Si muore generalmente perché si è soli o perché si è entrati in un gioco troppo grande. Si muore spesso perché non si dispone delle necessarie alleanze, perché si è privi di sostegno.
In Sicilia la mafia colpisce i servitori dello Stato che lo Stato non è riuscito a proteggere

Da tre anni dedico del tempo a condividere l’impegno della legalità e a trasmetterlo agli studenti, continuando a credere fermamente che “le vostre idee cammineranno sulle nostre gambe” e tra le pagine di quel libro trovo sempre attuale, mai tramontato, vivo e radicale, la lotta all’illegalità, a tutte le mafie. Il primo incontro con quei ragazzi, lo ricordo ancora: parlai di Falcone e di Borsellino, come di eroi. Credo che la nostra società abbia bisogno di immaigni “sovrannaturali”  per continuare a sentirsi viva. E nell’immaginario collettivo, la parola eroe ben si lega a questi due giganti della legalità. Peccato solo che tale “marchio” stoni profondamente  con quella che  era , ahinoi, il loro impegno di “servitori dello Stato”.  Magistrati. Per nulla supereroi. Per niente straordinari.  Il p.m. Ilda Boccassini, ha di recente ricordato

“Non c’è stato uomo in Italia che ha accumulato nella sua vita più sconfitte di Falcone: bocciato come consigliere istruttore, bocciato come procuratore di Palermo, bocciato come candidato al CSM e sarebbe stato bocciato anche come procuratore nazionale antimafia se non fosse stato ucciso. Eppure ogni anno si celebra l’esistenza di Giovanni come fosse stata premiata da pubblici riconoscimenti o apprezzata nella sua eccellenza. Un altro paradosso. Non c’è stato uomo la cui fiducia e amicizia è stata tradita con più determinazione e malignità.”

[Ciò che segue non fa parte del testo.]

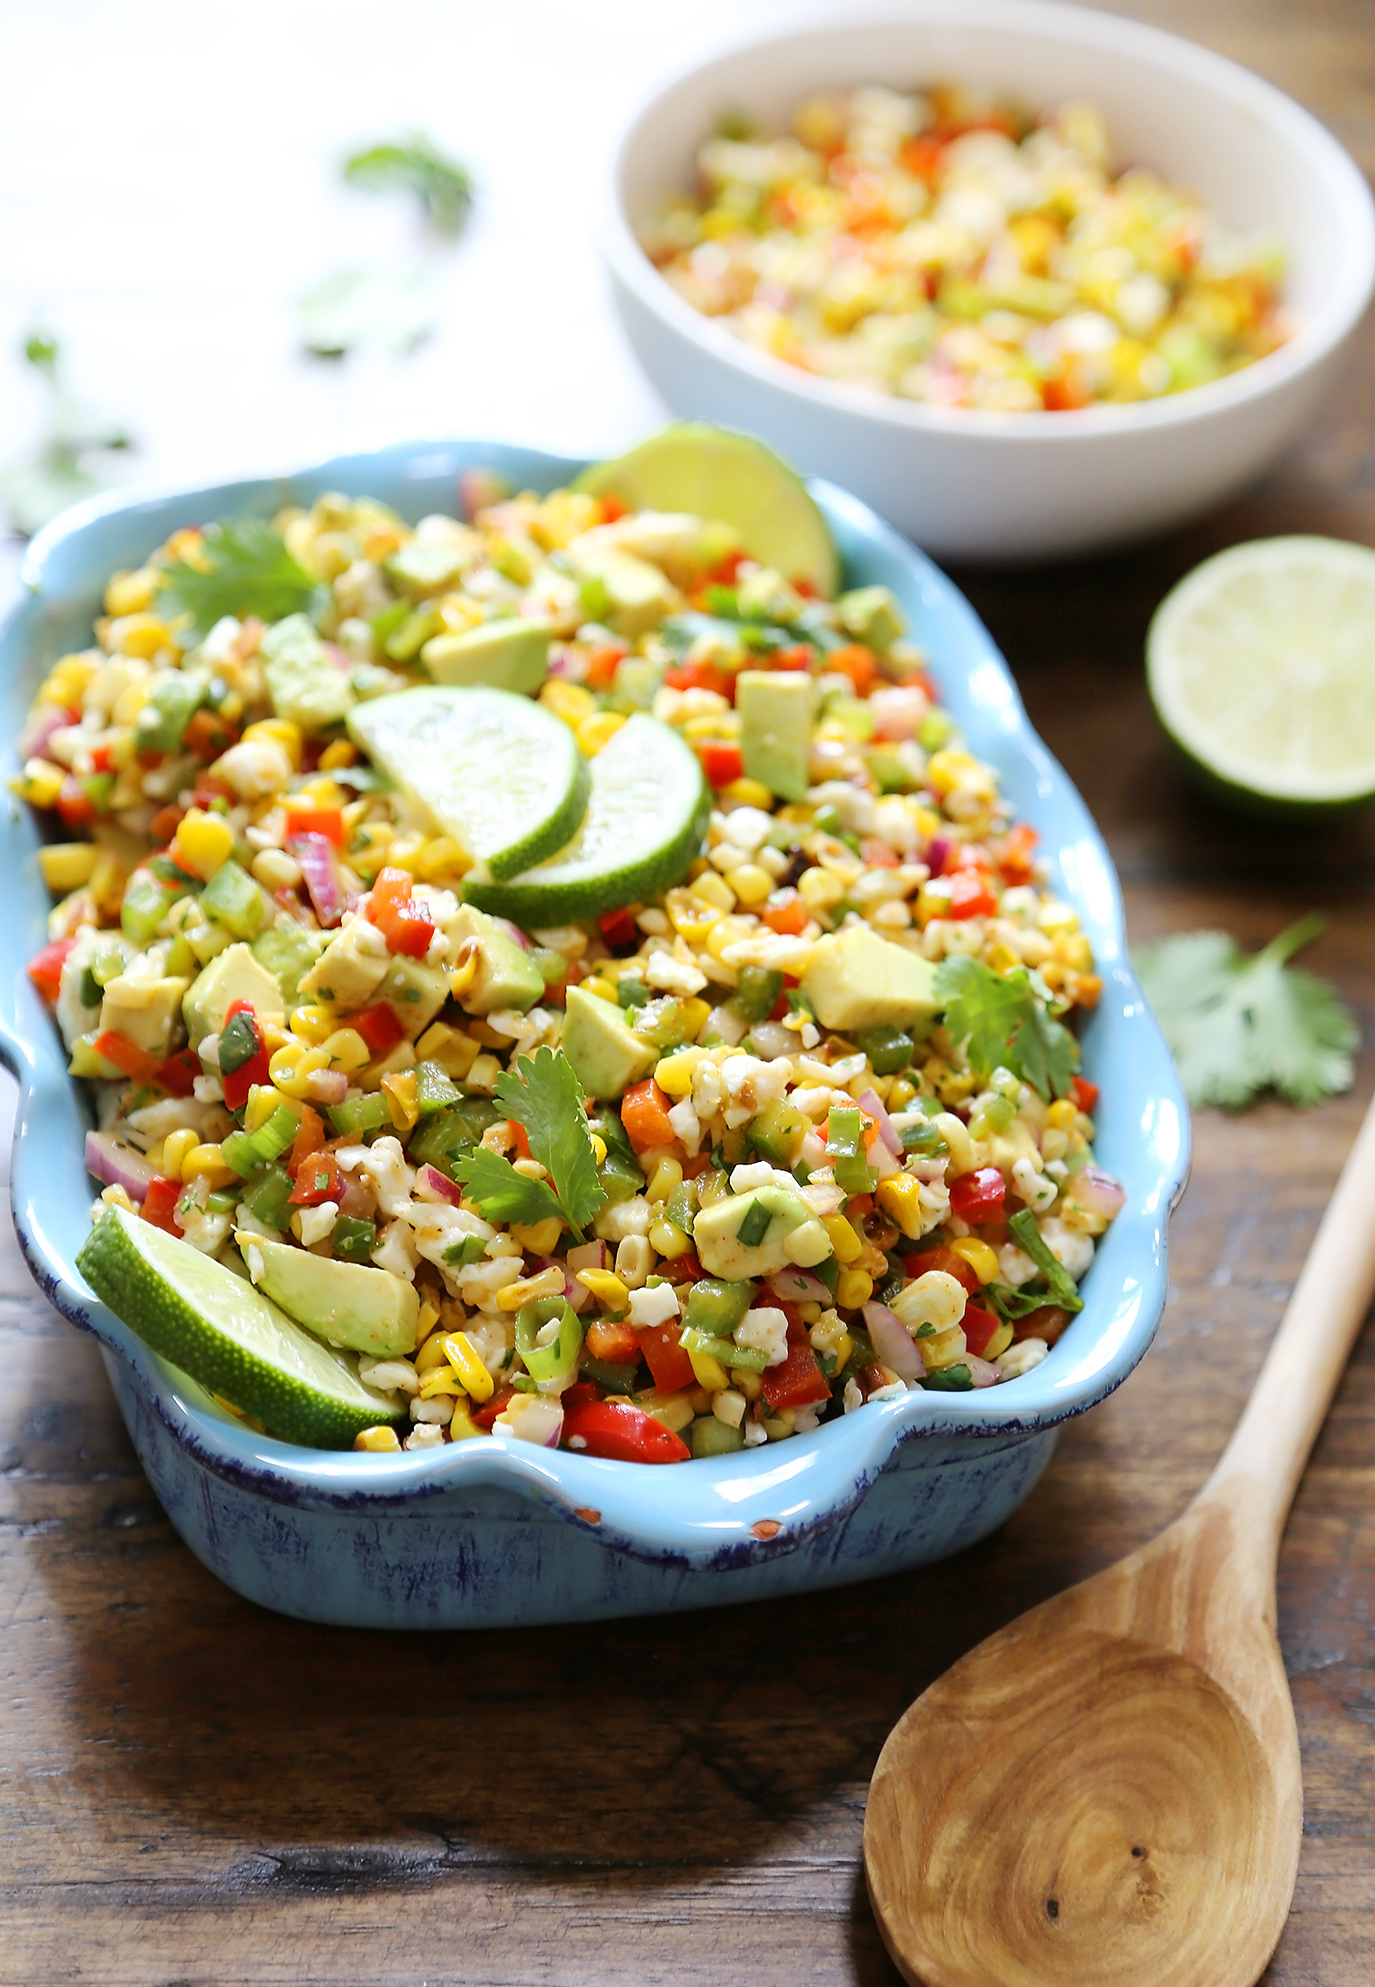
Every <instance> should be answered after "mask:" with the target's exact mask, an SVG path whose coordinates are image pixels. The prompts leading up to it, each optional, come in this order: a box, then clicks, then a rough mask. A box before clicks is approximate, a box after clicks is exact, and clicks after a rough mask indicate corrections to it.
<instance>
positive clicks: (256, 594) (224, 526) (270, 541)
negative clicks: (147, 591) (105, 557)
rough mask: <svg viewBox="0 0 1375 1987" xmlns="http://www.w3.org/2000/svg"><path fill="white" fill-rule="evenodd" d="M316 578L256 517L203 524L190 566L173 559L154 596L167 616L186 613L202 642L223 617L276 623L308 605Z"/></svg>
mask: <svg viewBox="0 0 1375 1987" xmlns="http://www.w3.org/2000/svg"><path fill="white" fill-rule="evenodd" d="M316 586H318V580H314V578H312V576H310V574H308V572H306V568H304V566H298V564H296V560H294V558H292V554H290V552H288V550H286V544H284V540H282V536H280V533H276V531H272V527H270V525H266V523H264V521H262V519H260V517H240V519H229V517H227V519H221V521H219V525H207V527H205V533H203V536H201V544H199V550H197V558H195V564H191V562H189V560H185V558H177V560H173V564H171V566H169V568H167V580H165V582H163V590H161V594H159V608H161V610H163V612H167V614H189V616H191V622H193V626H195V634H197V636H199V638H205V636H207V634H209V632H211V628H213V626H215V622H217V620H221V618H223V616H225V614H236V616H238V618H240V620H242V616H244V614H256V616H258V620H264V622H276V620H284V618H286V616H288V614H300V612H302V610H304V608H308V606H310V602H312V598H314V592H316Z"/></svg>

E allora, vorrei che passasse in questo ventennale forse più cupo, come ci ricorda la triste vicende delle bombe di Brindisi e della morte dell’innocente Melissa, l’idea che a vincere siano gli uomini “normali” quelli che portano avanti e  forte la speranza ,storie  di resistenze fatte di quotidianità, di fatica, di lacrime, di poche parole e rotture di silenzi imposti.  Solo così la memoria di Falcone e Borselino non sarà soltanto una foto sbiadita. Perchè a me, a quei ragazzi a cui parlo  di legalità e a quella ragazza non ancora maggiorenne con quel libro tra le mani, restaerà l’impegno giorno per giorno, resterà la possibilità di sognare che un mondo senza mafie è possibile, con un po’ di tristezza forse, perché dipenderà da quanto realmente saremmo responsabili e impegnati a fare la nostra parte. Del resto lo stesso Giovanni Falcone, non chiedeva di certo la luna: “Perché una società vada bene, si muova nel progresso, nell’esaltazione dei valori della famiglia, dello spirito, del bene, dell’amicizia, perché prosperi senza contrasti tra i vari consociati, per avviarsi serena nel cammino verso un domani migliore, basta che ognuno faccia il suo dovere”.